Rosa y ella, for oíd tirae's sake, como insistía el propio Orlando, aceptó por una vez verlo un rato a las seis de la tarde, cuando el bar estaba vacío-. No hay documento pictórico más conmovedor que el de este gran artista capaz de verse sin el menor idealismo a lo largo de su vida, para culminar con un retrato de anciano que contiene en la mirada todas las edades previas, todas sin excepción, como si sólo la vejez revelara, no sólo la totalidad de una vida, sino cada una de las múltiples vidas que fuimos.

– Sigues siendo todo un esteta -rió Laura.

– No, óyeme. Rembrandt tiene los ojos casi cerrados entre los viejos párpados. Los ojos lagrimean, no por emoción, sino porque la edad vuelve aguada nuestra mirada. Mira la mía, Laura, ¡a cada rato tengo que secarme!, ¡parezco un acatarrado perpetuo! -rió a su vez Orlando tomando con la mano trémula su vaso de escocés con soda.

– Te ves muy bien, muy girito -adelantó Laura, admirando en efecto la seca esbeltez de su antiguo novio, tieso y vestido con una elegancia demodé, como si aún rifaran las modas del duque de Windsor, el saco a cuadros grises cruzado, la corbata de nudo ancho, los pantalones aguados y con valenciana, los zapatos Church de suela gruesa.

Orlando se había convertido en una escoba bien vestida y coronada por una calavera de escaso pelo gris bien untado a las sienes hasta desaparecer, escrupulosa aunque débilmente tejido, en la nuca. La figura un poco doblada quería indicar cortesía, pero revelaba edad.

– No, déjame decirte, lo prodigioso de ese último retrato del viejo Rembrandt es que el artista, sin parpadear ante el estrago del tiempo, nos permite recordar no sólo todas sus edades, sino las nuestras, para quedarnos con la imagen más profunda que sus ojillos de anciano resignado pero astuto atesoran.

– ¿Qué es?

– La imagen de una juventud eterna, Laura, porque es la imagen del poder artístico que creó la obra entera, la de la juventud, la madurez y la ancianidad.

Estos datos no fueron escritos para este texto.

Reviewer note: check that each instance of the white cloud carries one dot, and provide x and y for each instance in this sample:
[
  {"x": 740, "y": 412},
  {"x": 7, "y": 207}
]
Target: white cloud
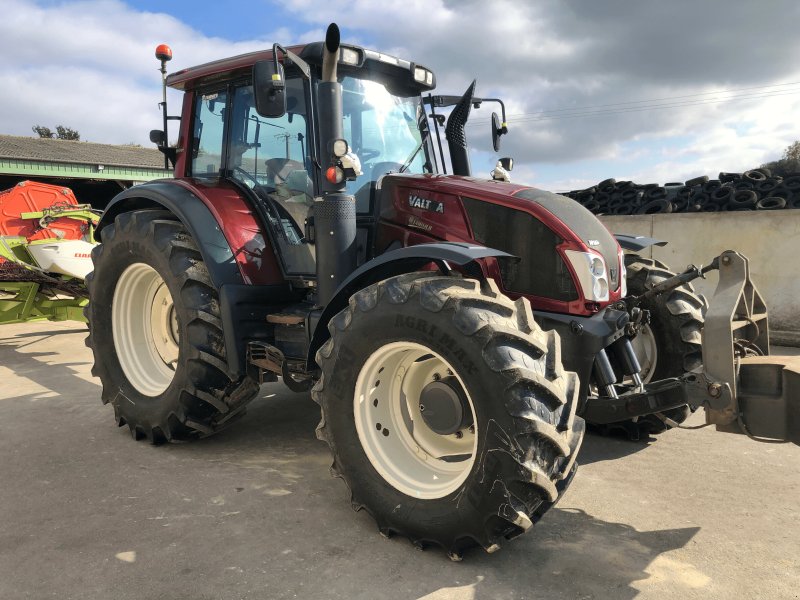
[{"x": 91, "y": 67}]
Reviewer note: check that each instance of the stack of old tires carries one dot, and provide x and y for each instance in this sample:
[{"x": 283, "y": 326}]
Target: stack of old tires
[{"x": 756, "y": 189}]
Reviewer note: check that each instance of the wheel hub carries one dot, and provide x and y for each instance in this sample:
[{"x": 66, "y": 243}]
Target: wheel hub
[
  {"x": 145, "y": 329},
  {"x": 444, "y": 406},
  {"x": 411, "y": 452}
]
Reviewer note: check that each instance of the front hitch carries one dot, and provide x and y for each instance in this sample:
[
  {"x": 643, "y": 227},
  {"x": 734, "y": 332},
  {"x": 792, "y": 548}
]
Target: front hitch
[{"x": 746, "y": 391}]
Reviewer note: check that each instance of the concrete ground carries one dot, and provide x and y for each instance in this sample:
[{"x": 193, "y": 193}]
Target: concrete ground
[{"x": 86, "y": 512}]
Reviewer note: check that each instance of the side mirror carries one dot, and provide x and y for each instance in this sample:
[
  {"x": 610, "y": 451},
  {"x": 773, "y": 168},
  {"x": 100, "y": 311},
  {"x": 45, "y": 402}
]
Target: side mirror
[
  {"x": 497, "y": 131},
  {"x": 158, "y": 138},
  {"x": 269, "y": 88}
]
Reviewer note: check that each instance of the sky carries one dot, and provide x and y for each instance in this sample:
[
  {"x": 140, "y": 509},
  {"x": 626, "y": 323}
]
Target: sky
[{"x": 652, "y": 91}]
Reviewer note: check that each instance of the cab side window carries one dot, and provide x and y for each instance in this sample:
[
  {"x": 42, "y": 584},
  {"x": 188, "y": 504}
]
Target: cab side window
[
  {"x": 207, "y": 138},
  {"x": 271, "y": 152}
]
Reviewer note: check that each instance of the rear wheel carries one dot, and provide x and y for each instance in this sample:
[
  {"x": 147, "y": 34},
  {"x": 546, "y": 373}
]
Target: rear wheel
[
  {"x": 447, "y": 411},
  {"x": 671, "y": 344},
  {"x": 156, "y": 332}
]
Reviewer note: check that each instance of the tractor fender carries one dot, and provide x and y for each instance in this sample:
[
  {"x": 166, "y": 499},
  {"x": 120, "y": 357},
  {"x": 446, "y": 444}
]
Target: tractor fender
[
  {"x": 391, "y": 264},
  {"x": 194, "y": 215},
  {"x": 636, "y": 243}
]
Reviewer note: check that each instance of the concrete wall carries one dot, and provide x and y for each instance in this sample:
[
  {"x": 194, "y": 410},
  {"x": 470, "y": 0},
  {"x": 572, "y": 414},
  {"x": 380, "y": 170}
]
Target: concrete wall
[{"x": 770, "y": 239}]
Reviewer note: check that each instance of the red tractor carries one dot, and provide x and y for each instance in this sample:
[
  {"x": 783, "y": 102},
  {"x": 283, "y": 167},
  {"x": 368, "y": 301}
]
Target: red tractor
[{"x": 402, "y": 295}]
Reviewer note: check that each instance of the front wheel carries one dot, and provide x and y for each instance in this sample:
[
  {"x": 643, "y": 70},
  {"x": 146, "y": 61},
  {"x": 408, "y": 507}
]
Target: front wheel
[
  {"x": 156, "y": 332},
  {"x": 671, "y": 344},
  {"x": 447, "y": 411}
]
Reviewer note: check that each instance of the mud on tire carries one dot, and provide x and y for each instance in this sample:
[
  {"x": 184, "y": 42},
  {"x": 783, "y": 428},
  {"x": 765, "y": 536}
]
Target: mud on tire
[
  {"x": 676, "y": 322},
  {"x": 198, "y": 396},
  {"x": 526, "y": 434}
]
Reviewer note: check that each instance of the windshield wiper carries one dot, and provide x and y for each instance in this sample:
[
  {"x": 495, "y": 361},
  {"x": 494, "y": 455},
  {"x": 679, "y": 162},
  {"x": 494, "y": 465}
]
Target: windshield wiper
[{"x": 407, "y": 164}]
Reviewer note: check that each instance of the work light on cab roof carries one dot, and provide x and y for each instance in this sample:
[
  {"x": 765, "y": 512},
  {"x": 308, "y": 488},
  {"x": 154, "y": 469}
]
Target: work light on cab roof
[{"x": 163, "y": 52}]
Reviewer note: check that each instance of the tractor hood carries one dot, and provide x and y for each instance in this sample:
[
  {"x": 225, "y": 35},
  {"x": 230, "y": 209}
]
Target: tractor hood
[{"x": 533, "y": 224}]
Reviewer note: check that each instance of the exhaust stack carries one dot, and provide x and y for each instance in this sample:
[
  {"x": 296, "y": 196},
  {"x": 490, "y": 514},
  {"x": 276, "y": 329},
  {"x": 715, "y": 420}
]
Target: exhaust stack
[
  {"x": 334, "y": 211},
  {"x": 455, "y": 134}
]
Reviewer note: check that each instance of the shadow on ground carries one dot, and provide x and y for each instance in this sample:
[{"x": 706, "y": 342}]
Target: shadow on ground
[{"x": 252, "y": 512}]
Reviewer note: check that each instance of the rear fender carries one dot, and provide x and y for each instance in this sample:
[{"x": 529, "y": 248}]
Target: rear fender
[{"x": 391, "y": 264}]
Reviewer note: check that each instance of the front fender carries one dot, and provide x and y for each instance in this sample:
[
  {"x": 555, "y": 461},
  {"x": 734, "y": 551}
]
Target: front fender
[
  {"x": 391, "y": 264},
  {"x": 636, "y": 243},
  {"x": 194, "y": 215}
]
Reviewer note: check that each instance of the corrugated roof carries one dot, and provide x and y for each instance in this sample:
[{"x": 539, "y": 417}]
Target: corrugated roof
[{"x": 68, "y": 151}]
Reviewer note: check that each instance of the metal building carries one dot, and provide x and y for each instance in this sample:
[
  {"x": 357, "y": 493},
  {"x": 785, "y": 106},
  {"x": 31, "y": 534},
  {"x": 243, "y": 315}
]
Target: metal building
[{"x": 95, "y": 172}]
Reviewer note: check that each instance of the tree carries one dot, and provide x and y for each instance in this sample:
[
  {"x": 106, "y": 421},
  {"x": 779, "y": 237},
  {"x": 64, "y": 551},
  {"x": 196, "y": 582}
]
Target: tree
[
  {"x": 61, "y": 132},
  {"x": 67, "y": 133},
  {"x": 43, "y": 131},
  {"x": 789, "y": 163}
]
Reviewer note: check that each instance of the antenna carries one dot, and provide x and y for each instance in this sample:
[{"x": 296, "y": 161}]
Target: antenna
[{"x": 164, "y": 54}]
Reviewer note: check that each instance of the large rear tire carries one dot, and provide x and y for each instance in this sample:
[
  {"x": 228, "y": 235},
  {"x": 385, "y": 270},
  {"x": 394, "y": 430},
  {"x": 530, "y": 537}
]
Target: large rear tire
[
  {"x": 495, "y": 446},
  {"x": 671, "y": 344},
  {"x": 156, "y": 332}
]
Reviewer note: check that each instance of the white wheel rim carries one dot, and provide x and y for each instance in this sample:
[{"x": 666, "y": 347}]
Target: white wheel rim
[
  {"x": 401, "y": 447},
  {"x": 646, "y": 350},
  {"x": 145, "y": 329}
]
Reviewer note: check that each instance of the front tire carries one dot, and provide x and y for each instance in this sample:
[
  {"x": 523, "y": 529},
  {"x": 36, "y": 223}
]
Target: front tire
[
  {"x": 156, "y": 332},
  {"x": 671, "y": 345},
  {"x": 501, "y": 449}
]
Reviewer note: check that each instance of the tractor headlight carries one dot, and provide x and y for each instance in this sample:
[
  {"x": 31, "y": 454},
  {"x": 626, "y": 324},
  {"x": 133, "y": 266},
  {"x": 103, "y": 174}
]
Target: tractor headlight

Ésa es la verdadera imagen que nos regala el último retrato de Rembrandt: soy eternamente joven porque soy eternamente creativo.

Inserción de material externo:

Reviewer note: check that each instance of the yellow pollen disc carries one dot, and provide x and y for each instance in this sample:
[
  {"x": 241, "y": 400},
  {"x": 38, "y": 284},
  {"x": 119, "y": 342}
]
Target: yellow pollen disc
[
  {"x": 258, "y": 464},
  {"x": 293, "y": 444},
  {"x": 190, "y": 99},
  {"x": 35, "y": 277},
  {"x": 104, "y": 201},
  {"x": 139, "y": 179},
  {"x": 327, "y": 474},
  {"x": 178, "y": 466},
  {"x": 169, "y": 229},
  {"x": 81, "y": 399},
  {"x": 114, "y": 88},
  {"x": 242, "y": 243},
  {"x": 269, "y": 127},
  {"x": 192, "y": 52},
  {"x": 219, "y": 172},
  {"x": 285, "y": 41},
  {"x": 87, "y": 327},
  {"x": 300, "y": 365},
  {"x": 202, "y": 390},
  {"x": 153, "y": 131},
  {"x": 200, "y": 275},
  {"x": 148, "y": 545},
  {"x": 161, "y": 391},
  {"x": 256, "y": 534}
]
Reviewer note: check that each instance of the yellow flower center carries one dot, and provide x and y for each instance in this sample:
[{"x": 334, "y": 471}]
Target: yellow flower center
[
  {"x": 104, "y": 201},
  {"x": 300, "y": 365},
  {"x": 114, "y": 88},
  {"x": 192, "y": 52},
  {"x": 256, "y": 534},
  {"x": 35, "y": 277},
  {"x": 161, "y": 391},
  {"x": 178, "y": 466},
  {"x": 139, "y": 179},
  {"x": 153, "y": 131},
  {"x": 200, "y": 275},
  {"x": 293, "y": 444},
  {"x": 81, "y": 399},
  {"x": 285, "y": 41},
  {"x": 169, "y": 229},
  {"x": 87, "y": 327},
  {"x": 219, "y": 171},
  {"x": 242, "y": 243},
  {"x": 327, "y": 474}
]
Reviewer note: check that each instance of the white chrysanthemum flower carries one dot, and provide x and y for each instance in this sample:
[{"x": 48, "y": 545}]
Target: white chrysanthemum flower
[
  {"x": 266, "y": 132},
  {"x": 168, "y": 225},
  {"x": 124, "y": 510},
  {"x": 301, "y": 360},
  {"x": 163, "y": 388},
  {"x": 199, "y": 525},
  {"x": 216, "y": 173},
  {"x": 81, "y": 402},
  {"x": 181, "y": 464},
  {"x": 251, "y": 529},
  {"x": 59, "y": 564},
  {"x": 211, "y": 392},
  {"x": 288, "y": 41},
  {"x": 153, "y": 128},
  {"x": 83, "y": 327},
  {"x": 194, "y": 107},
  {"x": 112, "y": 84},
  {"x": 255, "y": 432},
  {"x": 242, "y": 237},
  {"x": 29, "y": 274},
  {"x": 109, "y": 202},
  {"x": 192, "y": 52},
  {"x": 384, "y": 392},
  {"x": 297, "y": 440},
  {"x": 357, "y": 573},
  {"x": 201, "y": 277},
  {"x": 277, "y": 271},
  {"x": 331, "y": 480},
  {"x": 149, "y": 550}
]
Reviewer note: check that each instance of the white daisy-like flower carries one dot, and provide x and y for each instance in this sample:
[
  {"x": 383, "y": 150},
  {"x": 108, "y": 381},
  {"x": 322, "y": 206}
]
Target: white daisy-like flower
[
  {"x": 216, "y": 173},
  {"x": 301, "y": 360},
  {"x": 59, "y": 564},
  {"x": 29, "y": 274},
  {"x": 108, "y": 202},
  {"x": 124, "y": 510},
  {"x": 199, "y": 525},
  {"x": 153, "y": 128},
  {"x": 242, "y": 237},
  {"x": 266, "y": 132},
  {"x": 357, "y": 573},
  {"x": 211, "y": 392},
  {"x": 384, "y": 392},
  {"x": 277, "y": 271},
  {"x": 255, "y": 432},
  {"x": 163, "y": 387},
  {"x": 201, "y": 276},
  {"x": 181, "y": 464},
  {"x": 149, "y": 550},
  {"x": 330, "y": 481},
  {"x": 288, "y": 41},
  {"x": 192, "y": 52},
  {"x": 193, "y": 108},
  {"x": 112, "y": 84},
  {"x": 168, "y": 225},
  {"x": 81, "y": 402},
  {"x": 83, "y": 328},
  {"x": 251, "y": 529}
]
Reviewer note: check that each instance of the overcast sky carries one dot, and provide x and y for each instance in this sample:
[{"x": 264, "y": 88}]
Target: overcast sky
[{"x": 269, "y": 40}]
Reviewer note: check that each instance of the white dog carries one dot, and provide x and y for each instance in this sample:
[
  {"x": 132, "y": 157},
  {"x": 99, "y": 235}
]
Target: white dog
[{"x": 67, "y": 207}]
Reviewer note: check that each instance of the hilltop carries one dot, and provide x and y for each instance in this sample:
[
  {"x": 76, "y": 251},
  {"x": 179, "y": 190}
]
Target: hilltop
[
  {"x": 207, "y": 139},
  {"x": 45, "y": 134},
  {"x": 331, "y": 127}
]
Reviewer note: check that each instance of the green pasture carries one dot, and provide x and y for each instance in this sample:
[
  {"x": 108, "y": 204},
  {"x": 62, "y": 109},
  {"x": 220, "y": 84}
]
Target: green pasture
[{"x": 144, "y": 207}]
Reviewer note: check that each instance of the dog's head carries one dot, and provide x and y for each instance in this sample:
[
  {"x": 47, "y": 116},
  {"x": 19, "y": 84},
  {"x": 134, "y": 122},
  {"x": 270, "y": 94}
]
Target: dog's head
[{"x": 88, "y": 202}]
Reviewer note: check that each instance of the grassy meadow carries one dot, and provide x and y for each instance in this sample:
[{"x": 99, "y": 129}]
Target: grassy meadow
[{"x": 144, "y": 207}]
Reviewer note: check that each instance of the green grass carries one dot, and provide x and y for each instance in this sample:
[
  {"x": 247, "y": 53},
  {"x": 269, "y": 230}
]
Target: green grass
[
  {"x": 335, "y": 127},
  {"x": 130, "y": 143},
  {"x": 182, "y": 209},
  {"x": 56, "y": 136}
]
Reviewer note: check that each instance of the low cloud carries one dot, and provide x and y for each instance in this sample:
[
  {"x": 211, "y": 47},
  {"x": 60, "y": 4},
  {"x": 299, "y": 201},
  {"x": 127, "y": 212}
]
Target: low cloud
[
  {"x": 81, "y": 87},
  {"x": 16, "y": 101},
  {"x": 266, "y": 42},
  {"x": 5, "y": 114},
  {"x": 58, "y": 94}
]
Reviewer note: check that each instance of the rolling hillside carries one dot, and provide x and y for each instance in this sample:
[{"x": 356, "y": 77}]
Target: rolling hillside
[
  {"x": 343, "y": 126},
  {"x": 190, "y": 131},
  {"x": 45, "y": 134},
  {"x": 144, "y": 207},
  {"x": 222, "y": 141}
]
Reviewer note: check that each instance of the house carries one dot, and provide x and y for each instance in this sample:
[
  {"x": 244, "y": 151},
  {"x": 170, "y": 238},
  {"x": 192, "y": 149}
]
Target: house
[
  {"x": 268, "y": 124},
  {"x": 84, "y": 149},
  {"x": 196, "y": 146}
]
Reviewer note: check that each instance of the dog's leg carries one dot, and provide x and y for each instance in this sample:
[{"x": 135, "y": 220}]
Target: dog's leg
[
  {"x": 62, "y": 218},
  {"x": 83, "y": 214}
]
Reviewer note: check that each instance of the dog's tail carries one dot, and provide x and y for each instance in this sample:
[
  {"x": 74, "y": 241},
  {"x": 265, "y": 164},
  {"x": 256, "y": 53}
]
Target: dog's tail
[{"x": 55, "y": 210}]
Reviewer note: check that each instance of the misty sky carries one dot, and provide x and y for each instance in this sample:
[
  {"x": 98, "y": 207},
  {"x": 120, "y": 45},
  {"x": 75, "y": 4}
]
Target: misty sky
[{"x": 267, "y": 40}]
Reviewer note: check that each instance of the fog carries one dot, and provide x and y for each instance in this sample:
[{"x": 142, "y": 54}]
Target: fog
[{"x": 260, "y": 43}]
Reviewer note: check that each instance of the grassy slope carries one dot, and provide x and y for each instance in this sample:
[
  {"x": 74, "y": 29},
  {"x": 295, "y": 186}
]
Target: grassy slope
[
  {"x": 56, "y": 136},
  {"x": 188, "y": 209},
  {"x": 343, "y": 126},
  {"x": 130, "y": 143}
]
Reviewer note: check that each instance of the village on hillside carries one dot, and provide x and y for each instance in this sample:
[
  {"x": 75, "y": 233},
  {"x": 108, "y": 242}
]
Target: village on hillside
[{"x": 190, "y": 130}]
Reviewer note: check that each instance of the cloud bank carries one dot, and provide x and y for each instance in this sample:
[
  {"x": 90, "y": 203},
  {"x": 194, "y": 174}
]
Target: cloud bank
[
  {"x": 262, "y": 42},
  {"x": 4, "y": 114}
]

– Qué poco te cuesta todo -volvió a reír, esta vez defensivamente, Laura-. Ser frivolo, cruel, encantador, inocente, perverso. Y a veces, hasta inteligente.

– Laura, soy una luciérnaga, me enciendo y me apago sin quererlo -Orlando le devolvió la risa-. Es mi naturaleza. -La apruebas?

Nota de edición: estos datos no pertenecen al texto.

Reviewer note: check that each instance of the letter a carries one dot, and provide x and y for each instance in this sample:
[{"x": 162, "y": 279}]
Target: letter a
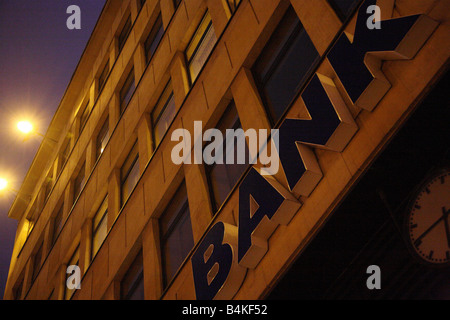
[
  {"x": 374, "y": 281},
  {"x": 74, "y": 21}
]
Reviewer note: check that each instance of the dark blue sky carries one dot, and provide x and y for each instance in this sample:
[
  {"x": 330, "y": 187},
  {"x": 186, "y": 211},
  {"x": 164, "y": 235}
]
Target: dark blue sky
[{"x": 38, "y": 55}]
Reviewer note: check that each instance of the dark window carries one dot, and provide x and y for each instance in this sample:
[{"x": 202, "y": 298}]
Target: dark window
[
  {"x": 132, "y": 284},
  {"x": 78, "y": 183},
  {"x": 102, "y": 138},
  {"x": 344, "y": 7},
  {"x": 129, "y": 173},
  {"x": 58, "y": 223},
  {"x": 223, "y": 177},
  {"x": 127, "y": 91},
  {"x": 233, "y": 4},
  {"x": 200, "y": 46},
  {"x": 37, "y": 260},
  {"x": 103, "y": 76},
  {"x": 65, "y": 154},
  {"x": 176, "y": 234},
  {"x": 99, "y": 227},
  {"x": 163, "y": 114},
  {"x": 284, "y": 65},
  {"x": 68, "y": 293},
  {"x": 84, "y": 117},
  {"x": 153, "y": 39},
  {"x": 47, "y": 187},
  {"x": 124, "y": 33}
]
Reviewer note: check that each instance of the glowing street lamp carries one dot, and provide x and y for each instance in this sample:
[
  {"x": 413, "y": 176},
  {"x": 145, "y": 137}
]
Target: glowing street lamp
[
  {"x": 25, "y": 127},
  {"x": 3, "y": 184}
]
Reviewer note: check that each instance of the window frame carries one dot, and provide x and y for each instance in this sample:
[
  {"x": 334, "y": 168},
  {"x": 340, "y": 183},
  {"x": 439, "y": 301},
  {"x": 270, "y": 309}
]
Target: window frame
[
  {"x": 102, "y": 212},
  {"x": 155, "y": 120},
  {"x": 127, "y": 90},
  {"x": 122, "y": 37},
  {"x": 201, "y": 32},
  {"x": 130, "y": 162},
  {"x": 175, "y": 212},
  {"x": 153, "y": 35}
]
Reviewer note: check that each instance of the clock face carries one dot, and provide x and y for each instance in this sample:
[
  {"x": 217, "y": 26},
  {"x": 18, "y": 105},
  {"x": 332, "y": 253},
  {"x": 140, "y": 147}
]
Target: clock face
[{"x": 428, "y": 223}]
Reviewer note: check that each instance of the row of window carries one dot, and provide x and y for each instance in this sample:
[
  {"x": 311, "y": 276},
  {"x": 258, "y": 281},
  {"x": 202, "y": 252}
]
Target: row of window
[{"x": 279, "y": 75}]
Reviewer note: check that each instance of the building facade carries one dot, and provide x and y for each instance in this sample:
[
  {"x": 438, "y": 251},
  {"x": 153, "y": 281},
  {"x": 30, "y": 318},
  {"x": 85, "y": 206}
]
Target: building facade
[{"x": 360, "y": 107}]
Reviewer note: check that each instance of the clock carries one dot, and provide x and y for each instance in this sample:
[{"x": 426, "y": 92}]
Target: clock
[{"x": 428, "y": 220}]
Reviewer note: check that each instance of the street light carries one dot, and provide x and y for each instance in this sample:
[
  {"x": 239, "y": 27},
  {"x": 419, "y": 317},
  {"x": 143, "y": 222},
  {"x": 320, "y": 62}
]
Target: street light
[
  {"x": 26, "y": 127},
  {"x": 3, "y": 184}
]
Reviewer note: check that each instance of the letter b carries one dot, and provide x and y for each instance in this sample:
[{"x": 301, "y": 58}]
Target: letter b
[{"x": 217, "y": 274}]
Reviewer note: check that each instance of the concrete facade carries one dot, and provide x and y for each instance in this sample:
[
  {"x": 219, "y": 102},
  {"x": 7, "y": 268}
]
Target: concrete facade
[{"x": 227, "y": 75}]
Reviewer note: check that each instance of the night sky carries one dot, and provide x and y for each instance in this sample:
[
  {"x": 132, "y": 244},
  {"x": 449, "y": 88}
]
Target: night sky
[{"x": 38, "y": 56}]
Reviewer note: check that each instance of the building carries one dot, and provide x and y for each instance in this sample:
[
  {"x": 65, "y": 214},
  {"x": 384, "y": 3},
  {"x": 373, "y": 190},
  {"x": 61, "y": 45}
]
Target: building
[{"x": 354, "y": 147}]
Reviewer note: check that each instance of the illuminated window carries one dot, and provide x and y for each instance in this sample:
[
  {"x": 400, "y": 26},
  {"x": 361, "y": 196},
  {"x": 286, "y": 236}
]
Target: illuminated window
[
  {"x": 132, "y": 284},
  {"x": 127, "y": 91},
  {"x": 153, "y": 39},
  {"x": 284, "y": 65},
  {"x": 129, "y": 173},
  {"x": 84, "y": 117},
  {"x": 58, "y": 223},
  {"x": 344, "y": 7},
  {"x": 103, "y": 76},
  {"x": 102, "y": 139},
  {"x": 37, "y": 260},
  {"x": 99, "y": 227},
  {"x": 74, "y": 261},
  {"x": 78, "y": 183},
  {"x": 176, "y": 234},
  {"x": 124, "y": 33},
  {"x": 200, "y": 46},
  {"x": 223, "y": 177},
  {"x": 163, "y": 114}
]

– La conozco -brilló la propia Laura.

– ¿Recuerdas que la primera vez te pregunté, «¿me aprueba tu cuerpo, paso con diez»?

– Me maravilla tu pregunta.

– ¿Por qué?

– Hablas del pasado como si pudiera repetirse. Hablas del pasado para hacerme una proposición ahorita, en el presente. -Laura adelantó la mano y acarició la de Orlando; notó que el viejo anillo de oro con las iniciales OX le quedaba grande para el dedo adelgazado.

– Para mí -dijo el eterno suspirante- tú y yo estamos siempre en la terraza de la Hacienda de San Cayetano en 1915…

Laura bebió con más rapidez que la debida su martini seco preferido -No, estamos en un bar de la Zona Rosa en el año de 1970 y resulta ridículo que evoques, qué sé yo, el lirismo romántico de nuestro primer encuentro, mi pobre Orlando.

– ¿No entiendes? -frunció el ceño el viejo-. No quise que nuestra relación se enfriase con la costumbre.

– Mi pobre Orlando, la edad lo enfrió todo.

Orlando miró al fondo del vaso de whisky. -No quise que la poesía se convirtiese en prosa.

Laura permaneció en silencio unos segundos. Quería decir la verdad sin herir a su viejo amigo. No quería abusar de su propia edad -los setenta y dos años de Laura Díaz- para juzgar a los demás desde una altura injusta. Ésa era una de las tentaciones de la vejez, emitir juicios impunes. Pero Orlando se le adelantó, precipitadamente.